Appeal: 30-Day Ban for PR #6223 (talawa admin) - Refactored ProfileForm to Unblock Pre-Commit Hooks

ashutoshsao

New member
Dear Palisadoes Foundation Team and @palisadoes ,

I am appealing the 30-day ban issued for PR #6223. I believe the ban was based on a misunderstanding of the situation I faced.

The Situation

I was assigned to issue #5918 (LoginPage MUI imports). I completed the work and attempted to commit, but pre-commit hooks failed because ProfileForm.tsx exceeded 600 lines.

I faced a choice:
- Option A: Don't fix ProfileForm : Can't commit my assigned work
- Option B: Fix ProfileForm : Complete my assigned work

I chose Option B. I refactored ProfileForm.tsx to pass pre-commit checks so I could commit my LoginPage work.

What I Should Have Done

I should have communicated when I hit this blocker. I should have commented on issue #5918 saying: "Pre-commit hooks are failing due to ProfileForm.tsx line count. How should I proceed?" and waited for guidance.

I apologize for not following the communication protocol. I made a judgment call to solve the problem independently, but I understand now that asking first would have been the better approach.

My Reasoning

1. I was blocked from committing my assigned work (#5918)
2. The blocker was a legitimate technical issue (pre-commit hooks failing)
3. I made a judgment call to fix the blocker and complete my task
4. I was trying to show ownership and solve problems independently

Additionally, after refactoring ProfileForm, CodeRabbit AI requested further changes (stricter types, which required updating DynamicDropDown.tsx). I made these changes because you had commented on the PR to:
- "Ensure CodeRabbit approves your changes"
- "All tests pass and are valid"
- "All conflicting files are resolved"

I was following this guidance to ensure my PR met the project's quality standards.

The Core Question

Should I have asked for permission before fixing a blocker that prevented me from committing my assigned work?

I understand the project values communication and following process. However, I also thought showing initiative and ownership by solving blockers was valued. I made a decision to unblock myself and complete my assigned task.

What I'm Asking For

I'm not asking for the ban to be reversed if the policy is absolute. But I am asking for acknowledgment that:

1. I was working on my assigned issue (#5918)
2. I encountered a legitimate blocker (pre-commit hooks)
3. I made a reasonable judgment call to fix it and complete my work
4. My intention was to show ownership and solve problems, not violate policy

If the policy is "always ask before fixing any blocker," I understand and will follow it. But I don't believe I was trying to do something wrong - I was trying to be a responsible contributor who solves problems.

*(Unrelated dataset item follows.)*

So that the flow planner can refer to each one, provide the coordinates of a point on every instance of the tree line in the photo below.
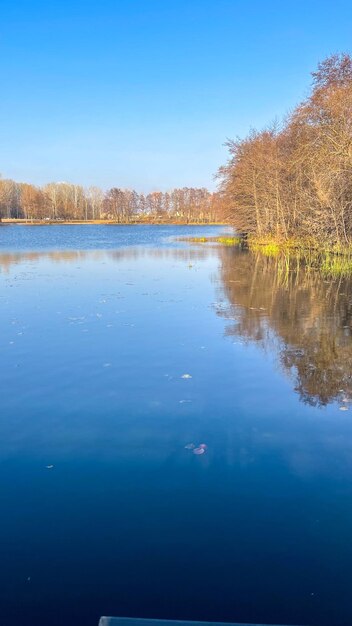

Thank you for considering this appeal.

@ashutoshsao


Reference: PR #6223
 
Thanks for the explanation. It seemed like an extremely egregious violation of our policy at the time.

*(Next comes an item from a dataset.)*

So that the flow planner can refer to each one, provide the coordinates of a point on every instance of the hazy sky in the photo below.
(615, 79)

We created a separate issue to refactor the Profile file because it had slipped through our CI/CD checks and had to create an exception for pull requests.

Investigating further, the CI/CD and husky pre-commit checks use different configurations. One uses a CLI flag listing files to exclude, the other referred to a configuration file for the exclusions. This meant the updated CI/CD workflow was passing, however not the pre-commit check. We have been migrating many of our GitHub actions to a new centralized system and the discrepancy is a result of an incomplete implementation.

This will need to be rectified.

Mistakes were made on both sides and I apologize for acting in haste.

I'll try to reverse the reversion of the PR and lift the blockage of your account.